With all of the new medical requirements, the drastic changes in how medical professionals can interact with their patients, and how spikes in COVID-19 positive rates can create a huge influx of patients, stress related burnout among doctors and nurses is a serious issue that many hospitals are having to plan for and address.
“Mental health options are available to us.” Karwoski said. “A lot of times it’s talking with another nurse and just being able to problem solve on your own and work through it. But there are resources available if you need them,” said Karwoski.
Testing positive for COVID-19 is a concern for all healthcare professionals that has ramifications that are higher than most. When healthcare professionals test positive for COVID-19, they are no longer able to provide care for others until they are no longer positive. CMA, Marci Olsen, found herself quarantining after being exposed to the virus.
“I think there’s some anxiety that goes along with the pandemic because of that we get emails all the time on who we can contact or who we can talk to.” Olsen said. “They’ve offered mental health awareness, there’s people to talk to if needed.”
To deal with the stress of uncertainty surrounding COVID-19, the CDC has made some recommendations such as contacting a health professional before starting any self-treatment for COVID-19, taking breaks from consuming too much news, meditating, eating well-balanced meals and getting plenty of sleep.
Along with such recommendations from the CDC, doctors and nurses provide more than just the daily doses of medications.
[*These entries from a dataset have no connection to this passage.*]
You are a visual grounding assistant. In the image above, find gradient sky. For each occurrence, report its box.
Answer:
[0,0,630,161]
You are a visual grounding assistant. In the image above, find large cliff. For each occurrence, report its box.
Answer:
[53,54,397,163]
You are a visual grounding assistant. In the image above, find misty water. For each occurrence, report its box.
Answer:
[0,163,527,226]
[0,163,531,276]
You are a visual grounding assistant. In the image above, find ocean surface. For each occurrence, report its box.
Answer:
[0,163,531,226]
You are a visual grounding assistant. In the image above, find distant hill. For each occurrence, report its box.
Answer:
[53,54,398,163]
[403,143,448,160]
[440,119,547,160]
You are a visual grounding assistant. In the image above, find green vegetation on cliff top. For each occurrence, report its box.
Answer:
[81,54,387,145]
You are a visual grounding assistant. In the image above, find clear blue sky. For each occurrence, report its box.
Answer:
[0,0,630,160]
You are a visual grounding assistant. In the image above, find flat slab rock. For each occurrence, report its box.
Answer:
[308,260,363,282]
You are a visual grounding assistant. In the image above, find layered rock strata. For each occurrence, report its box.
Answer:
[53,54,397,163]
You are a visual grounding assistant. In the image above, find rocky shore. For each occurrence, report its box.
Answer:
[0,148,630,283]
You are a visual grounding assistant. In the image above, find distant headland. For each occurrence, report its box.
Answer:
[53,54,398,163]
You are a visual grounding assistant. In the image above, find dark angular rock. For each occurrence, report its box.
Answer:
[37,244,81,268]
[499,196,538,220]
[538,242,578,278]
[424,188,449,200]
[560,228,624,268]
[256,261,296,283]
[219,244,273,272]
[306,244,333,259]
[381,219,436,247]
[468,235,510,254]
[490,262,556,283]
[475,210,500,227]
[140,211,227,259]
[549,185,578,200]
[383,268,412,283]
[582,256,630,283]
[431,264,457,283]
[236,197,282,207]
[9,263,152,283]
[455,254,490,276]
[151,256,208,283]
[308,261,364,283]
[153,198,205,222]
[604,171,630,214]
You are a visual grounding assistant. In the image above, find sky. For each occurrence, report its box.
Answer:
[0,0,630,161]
They now provide hope for the families who need it most.
“That there’s hope on the horizon, I really do. I just don’t think, I know that 2020 has been a horrendous year in 2021 may not start off the best but you know I think we’re getting better at this.” Panfil said.
While Panfil said there is hope on the horizon, he also believes there will be new societal norms in place like hand sanitizing stations, more routine cleanings, and masks.
“I think masks might have a place, I mean, they might have always had a place with things like the flu and some other things,” Panfil said. “I just don’t think people have a mental powers to wear them forever but if you can get people vaccinated and you can get a good chunk of the population immune to this thing, I’m hoping that that that will people be able to go back to restaurants and feel safe in movies, and not worry about going to Thanksgiving with grandma and grandpa 25 relative. I think we’re going to get there. It would be sad if it didn’t.”